Emergence has the following features:

Synergism (productive interaction between parts)
Novelty
Irreduceability
Unpredictability
Coherence/Correlation
Historicity

Monday, February 11, 2008

Introduction

In the unbelievable and unknown –
In the unrefined and those without thought –
In the unremarkable and unwise –
We find our leaders
We find our heroes
We find our artists
I see it – there is a sun on the horizon –
The rosy fingers of an ancient dawn –
A rebirth of everything from everything we have torn apart –
A world in fragments – no longer a world –
Fragments gathered up –
A world reborn from the fragments –
A world reborn from the past, the ancients –
Greeks, Romans, Chinese, Africans, Arabs, Indians, and aborigines –
Yet –
I am not a postmodernist
And I am not a classicist
And I am not a romantic
And I am not a modernist
And I am not a naturalist
No –
I am each of these – and none
I am the moon and the sun
I am the earth and the sea
I am woman and man
Seriousness and fun
Fragments and unity
Plurality and one

Introduction

Welcome to The Metaphor Group. Let the productive arguments begin! War and Peace are mutually exclusive and destructive of each other, but competition and cooperation are complementary and creative. So let us agree to disagree agreeably.
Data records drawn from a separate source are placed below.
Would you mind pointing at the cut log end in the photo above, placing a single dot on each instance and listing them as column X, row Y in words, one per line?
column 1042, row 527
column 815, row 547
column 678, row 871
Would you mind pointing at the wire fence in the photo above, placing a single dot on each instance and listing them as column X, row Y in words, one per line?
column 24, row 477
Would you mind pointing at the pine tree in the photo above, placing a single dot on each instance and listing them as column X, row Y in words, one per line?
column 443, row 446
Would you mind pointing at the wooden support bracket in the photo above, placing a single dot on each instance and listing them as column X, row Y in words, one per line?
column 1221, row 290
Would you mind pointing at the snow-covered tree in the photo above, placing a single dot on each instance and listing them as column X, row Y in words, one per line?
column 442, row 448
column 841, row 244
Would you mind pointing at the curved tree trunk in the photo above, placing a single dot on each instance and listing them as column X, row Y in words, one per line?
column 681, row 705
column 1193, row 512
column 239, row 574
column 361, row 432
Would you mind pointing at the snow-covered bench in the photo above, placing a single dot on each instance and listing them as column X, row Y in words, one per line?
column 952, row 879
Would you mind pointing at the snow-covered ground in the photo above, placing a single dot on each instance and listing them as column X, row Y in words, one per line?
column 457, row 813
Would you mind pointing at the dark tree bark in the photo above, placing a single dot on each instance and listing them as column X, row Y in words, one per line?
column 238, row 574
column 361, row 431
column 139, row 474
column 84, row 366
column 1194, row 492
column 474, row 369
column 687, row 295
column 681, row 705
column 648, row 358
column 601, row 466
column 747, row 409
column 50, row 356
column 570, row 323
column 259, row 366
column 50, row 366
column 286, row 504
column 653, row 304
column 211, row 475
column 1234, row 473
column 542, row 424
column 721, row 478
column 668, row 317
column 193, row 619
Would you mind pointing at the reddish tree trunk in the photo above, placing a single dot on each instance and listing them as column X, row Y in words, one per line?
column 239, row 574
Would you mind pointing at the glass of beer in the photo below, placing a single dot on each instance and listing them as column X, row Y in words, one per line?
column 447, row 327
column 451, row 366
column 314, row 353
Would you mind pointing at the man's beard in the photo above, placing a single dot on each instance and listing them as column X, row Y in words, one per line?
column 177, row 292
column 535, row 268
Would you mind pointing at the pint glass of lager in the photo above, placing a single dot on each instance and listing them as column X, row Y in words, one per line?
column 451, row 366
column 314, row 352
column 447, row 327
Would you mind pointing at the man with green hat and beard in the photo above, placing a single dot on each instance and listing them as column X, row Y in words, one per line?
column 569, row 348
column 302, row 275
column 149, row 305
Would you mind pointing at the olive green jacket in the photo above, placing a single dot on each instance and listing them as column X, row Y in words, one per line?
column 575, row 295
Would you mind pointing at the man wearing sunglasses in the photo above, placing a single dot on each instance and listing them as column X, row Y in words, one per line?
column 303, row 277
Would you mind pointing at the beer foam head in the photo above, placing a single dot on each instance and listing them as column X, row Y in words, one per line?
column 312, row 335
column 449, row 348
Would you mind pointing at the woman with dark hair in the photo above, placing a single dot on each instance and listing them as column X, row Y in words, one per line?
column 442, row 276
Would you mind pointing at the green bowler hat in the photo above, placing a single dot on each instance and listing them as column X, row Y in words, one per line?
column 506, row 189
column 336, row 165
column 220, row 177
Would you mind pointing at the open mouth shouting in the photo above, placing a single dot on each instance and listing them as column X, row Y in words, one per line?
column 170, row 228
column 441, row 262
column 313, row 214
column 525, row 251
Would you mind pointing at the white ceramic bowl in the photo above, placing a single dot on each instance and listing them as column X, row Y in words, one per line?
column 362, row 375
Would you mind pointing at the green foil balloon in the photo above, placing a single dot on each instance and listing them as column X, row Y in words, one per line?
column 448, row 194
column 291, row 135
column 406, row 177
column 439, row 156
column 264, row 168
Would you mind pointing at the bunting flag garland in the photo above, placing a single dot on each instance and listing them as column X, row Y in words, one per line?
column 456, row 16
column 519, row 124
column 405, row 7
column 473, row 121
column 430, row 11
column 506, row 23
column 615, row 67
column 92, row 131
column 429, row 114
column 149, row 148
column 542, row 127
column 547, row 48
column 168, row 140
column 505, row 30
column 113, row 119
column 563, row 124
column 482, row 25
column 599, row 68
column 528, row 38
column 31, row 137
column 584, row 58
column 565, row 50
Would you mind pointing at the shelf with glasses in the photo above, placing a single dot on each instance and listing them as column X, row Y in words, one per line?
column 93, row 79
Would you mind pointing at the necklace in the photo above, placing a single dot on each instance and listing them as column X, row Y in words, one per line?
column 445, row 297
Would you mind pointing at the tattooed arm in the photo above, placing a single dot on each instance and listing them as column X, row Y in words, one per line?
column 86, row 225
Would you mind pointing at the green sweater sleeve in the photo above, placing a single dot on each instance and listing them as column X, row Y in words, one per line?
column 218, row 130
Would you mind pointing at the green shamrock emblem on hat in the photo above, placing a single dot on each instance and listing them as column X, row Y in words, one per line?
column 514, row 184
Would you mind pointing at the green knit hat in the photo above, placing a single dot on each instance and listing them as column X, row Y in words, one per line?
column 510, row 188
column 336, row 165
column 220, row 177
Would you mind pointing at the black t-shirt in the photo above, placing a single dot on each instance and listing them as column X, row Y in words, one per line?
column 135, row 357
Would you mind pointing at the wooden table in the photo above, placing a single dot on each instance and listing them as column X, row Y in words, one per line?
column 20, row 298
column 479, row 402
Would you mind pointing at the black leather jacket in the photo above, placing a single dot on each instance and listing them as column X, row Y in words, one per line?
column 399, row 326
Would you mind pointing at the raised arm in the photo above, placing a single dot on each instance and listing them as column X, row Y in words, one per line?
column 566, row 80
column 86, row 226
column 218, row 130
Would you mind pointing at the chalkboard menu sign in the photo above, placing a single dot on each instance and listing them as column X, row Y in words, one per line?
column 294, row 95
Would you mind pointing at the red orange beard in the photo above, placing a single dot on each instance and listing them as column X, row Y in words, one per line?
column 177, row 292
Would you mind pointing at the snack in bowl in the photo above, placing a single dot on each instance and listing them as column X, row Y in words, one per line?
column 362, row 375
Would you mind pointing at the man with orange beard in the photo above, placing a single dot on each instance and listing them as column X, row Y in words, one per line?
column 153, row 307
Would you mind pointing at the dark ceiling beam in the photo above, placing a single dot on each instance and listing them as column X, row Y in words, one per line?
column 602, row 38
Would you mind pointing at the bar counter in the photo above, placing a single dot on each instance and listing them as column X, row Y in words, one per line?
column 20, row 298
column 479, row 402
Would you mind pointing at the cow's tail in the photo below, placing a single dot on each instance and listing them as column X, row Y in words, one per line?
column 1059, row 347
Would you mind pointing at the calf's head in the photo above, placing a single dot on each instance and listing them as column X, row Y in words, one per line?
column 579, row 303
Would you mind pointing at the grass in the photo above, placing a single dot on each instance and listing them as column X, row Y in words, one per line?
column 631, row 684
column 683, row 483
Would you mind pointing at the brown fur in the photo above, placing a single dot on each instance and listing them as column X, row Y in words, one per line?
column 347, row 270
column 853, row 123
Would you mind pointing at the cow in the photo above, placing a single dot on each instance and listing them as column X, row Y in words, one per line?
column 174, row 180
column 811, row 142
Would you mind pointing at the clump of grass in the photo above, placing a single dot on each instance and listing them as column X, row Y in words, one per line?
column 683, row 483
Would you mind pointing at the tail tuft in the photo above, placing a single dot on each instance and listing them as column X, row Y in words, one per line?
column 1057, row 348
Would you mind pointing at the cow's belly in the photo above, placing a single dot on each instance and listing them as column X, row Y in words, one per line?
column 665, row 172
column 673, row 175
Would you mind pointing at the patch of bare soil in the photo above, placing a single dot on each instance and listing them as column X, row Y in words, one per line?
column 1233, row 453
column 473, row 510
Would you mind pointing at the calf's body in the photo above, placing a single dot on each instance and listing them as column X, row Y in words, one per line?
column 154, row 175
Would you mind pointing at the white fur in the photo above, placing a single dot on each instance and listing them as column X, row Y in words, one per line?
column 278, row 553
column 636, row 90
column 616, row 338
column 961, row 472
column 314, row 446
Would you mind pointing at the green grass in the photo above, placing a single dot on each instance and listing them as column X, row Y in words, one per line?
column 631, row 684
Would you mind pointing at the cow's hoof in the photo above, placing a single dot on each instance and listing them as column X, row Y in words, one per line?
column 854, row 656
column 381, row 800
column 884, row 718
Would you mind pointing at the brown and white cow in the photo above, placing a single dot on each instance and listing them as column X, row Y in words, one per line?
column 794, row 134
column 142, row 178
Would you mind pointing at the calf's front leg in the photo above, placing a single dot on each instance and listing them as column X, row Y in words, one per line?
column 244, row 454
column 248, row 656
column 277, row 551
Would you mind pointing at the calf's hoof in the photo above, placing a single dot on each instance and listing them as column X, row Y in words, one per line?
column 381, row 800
What is this group? This is a place where serious artists -- meaning those who produce works all the time and know what it is they are doing, meaning they have the ability to explain what they are doing -- can meet and talk about art, the idea of art, the ideas of art, aesthetics, etc. I myself am a poet, fiction writer, playwright, and scholar, but many kinds of artists are welcome. I do hope, in fact, that like-minded painters and musicians and sculptors, etc. will end up joining. This group will be by invitation only, but anyone may come by and see what we are discussing and leave comments. That will add a little shot of chaos to the order of the group.

The idea of a group like this comes out of a long tradition of artist groups. Shakespeare, Sir Walter Raleigh, and Christopher Marlowe were members of the School of Night. There was the Surrealists, the Paris Salon, which included Hemingway, who had a letter of introduction to the group from Sherwood Anderson, Ezra Pound, Gertrude Stein, For Maddox Ford, and James Joyce, among others (including irregulars, like Picasso), The Bloomsbury Group, which included Virginia Woolf, E.M. Forrester, and the economist John Maynard Keynes, among others, etc. Of course none of these people were who they were when the met up (though some were already established in some ways), but their interactions which spurred on creativity helped to make them who they were. While they all had to be in one geographical place and had to meet in one location on certain nights at certain times, we don't have to do that now with the existence of blogs. Thus, The Metaphor Group.